Nach der Veröffentlichung einer Reihe von „Foul Pitches“ freuen wir uns, endlich einmal auf einen „Good Pitch“ hinweisen zu können. Die Bundeszentrale für gesundheitliche Aufklärung (BZgA) ließ über die Bundesanstalt für Landwirtschaft und Ernährung eine Ausschreibung mit dem Titel „Kalender 2016 mit 365 Foto-Portraits“ bekanntmachen. Gegenstand der Ausschreibung war die Erstellung eines Tages-Tischkalenders für das Kalenderjahr 2016 in Form einer druckreifen PDF-Datei, inklusive der Gestaltung des Kalenderaufstellers sowie die Anfertigung von 380 Foto-Portraits. Die Angebotsfrist, innerhalb der ein Angebotskonzept sowie drei Arbeitsproben einzureichen waren, endete am 26.09.2014, der Zuschlag wurde am 31.10.2014 erteilt. An Umsetzungsreife mangelte es den Anforderungen insofern, als dass die Ausführungsfrist bereits am 30.11.2014, also nur einen Monat nach Zuschlag, enden sollte. Innerhalb von vier Wochen sollte also die Übergabe der finalen Rohdaten, die Anfertigung und Übergabe der 365 finalen Foto-Portraits sowie des druckreifen PDF-Kalenders erfolgen. Eine schier unlösbare Aufgabe, was auch die BZgA einsehen musste. Eine Vielzahl von Bietern teilte diese Auffassung und äußerte ihre Bedenken auf dem für die Ausschreibung eingerichteten Informationsportal. Die BZgA zeigte sich einsichtig und reagierte flexibel mit einer Änderung der Ausschreibung dahingehend, dass die Gesamtleistung soweit wie möglich im Jahr 2014 zu erbringen sei.

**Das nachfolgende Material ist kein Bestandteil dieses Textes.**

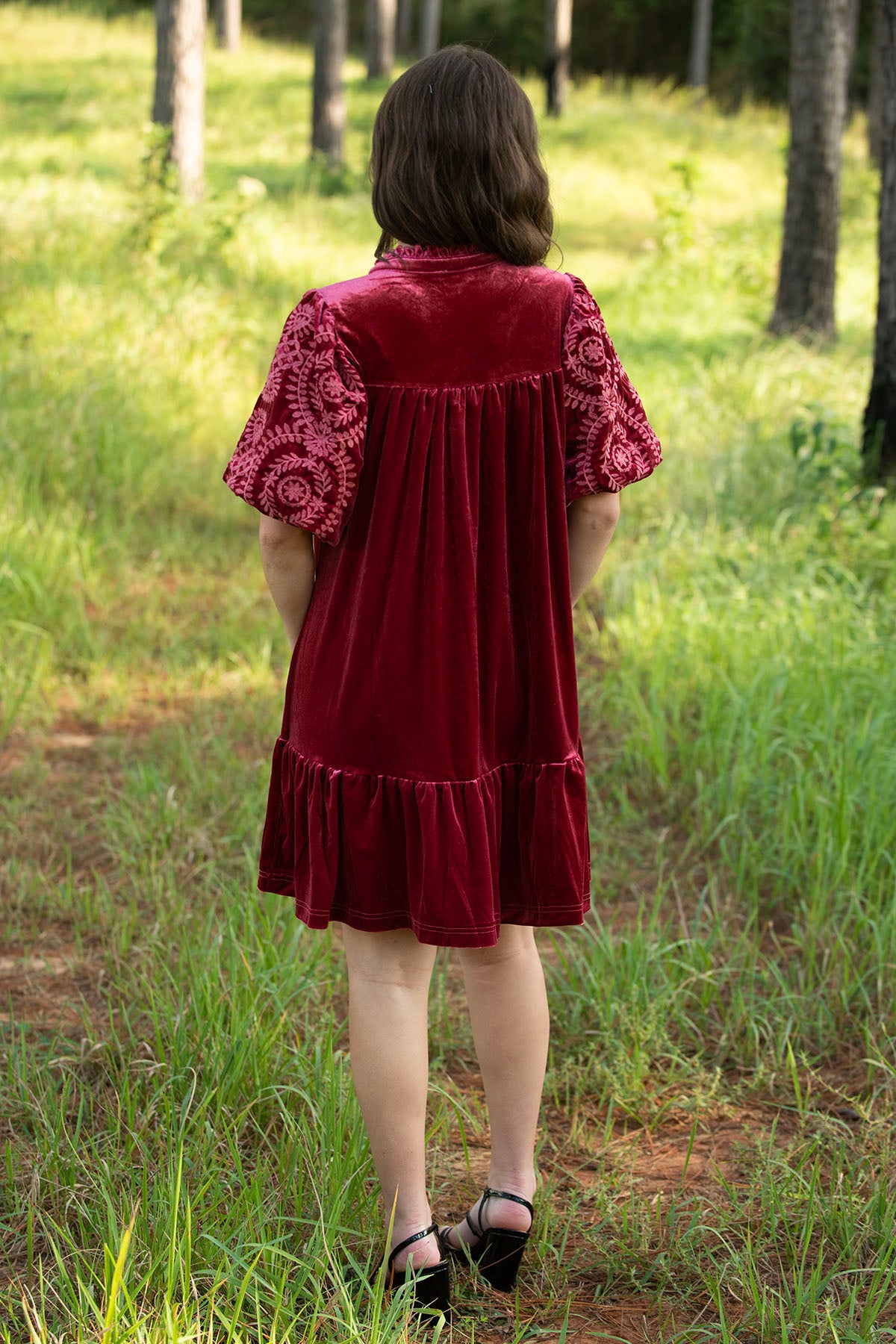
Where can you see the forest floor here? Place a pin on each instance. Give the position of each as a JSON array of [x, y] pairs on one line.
[[181, 1155]]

Forschungszentrum Jülich – Fragen über Fragen…die unbeantwortet bleiben.

Das Forschungszentrum Jülich war auf der Suche nach einer Agentur für die Konzeption, Organisation, Durchführung und Abwicklung seiner zentralen Veranstaltungen für einen Zeitraum von zwei Jahren. Zur Bewertung ihrer Leistungsfähigkeit sollten die Teilnehmer der Ausschreibung Konzeptvorschläge für verschiedene Veranstaltungstypen einreichen – wie so oft wurden hier nicht unerhebliche Kreativleistungen gefordert, für die kein Pitchhonorar vorgesehen war. Viel bemerkenswerter ist jedoch Folgendes: rund 60 % der von den Bietern im Rahmen der Ausschreibung eingereichten Fragen ließ das Forschungszentrum unbeantwortet, indem es lediglich erwiderte, es möchte „hier keine Eingrenzungen vornehmen“ bzw. „keine Angaben“ oder „Vorgaben“ machen. Dabei handelte es sich um inhaltlich durchaus relevante Fragen wie „Welche Inhalte/Botschaften sollen kommuniziert werden?“. Durch diese Nicht-Beantwortung versäumte es das Forschungszentrum Jülich nicht nur, die Einreichung einer möglichst hohen Vielzahl von Konzeptvorschlägen zu forcieren, insbesondere erschwerte es zum Nachteil der teilnehmenden Agenturen die Erstellung kundenorientierter Konzeptvorschläge, womit diese in einen offensichtlichen Wettbewerbsnachteil gegenüber dem bisherigen Etathalter gelangten.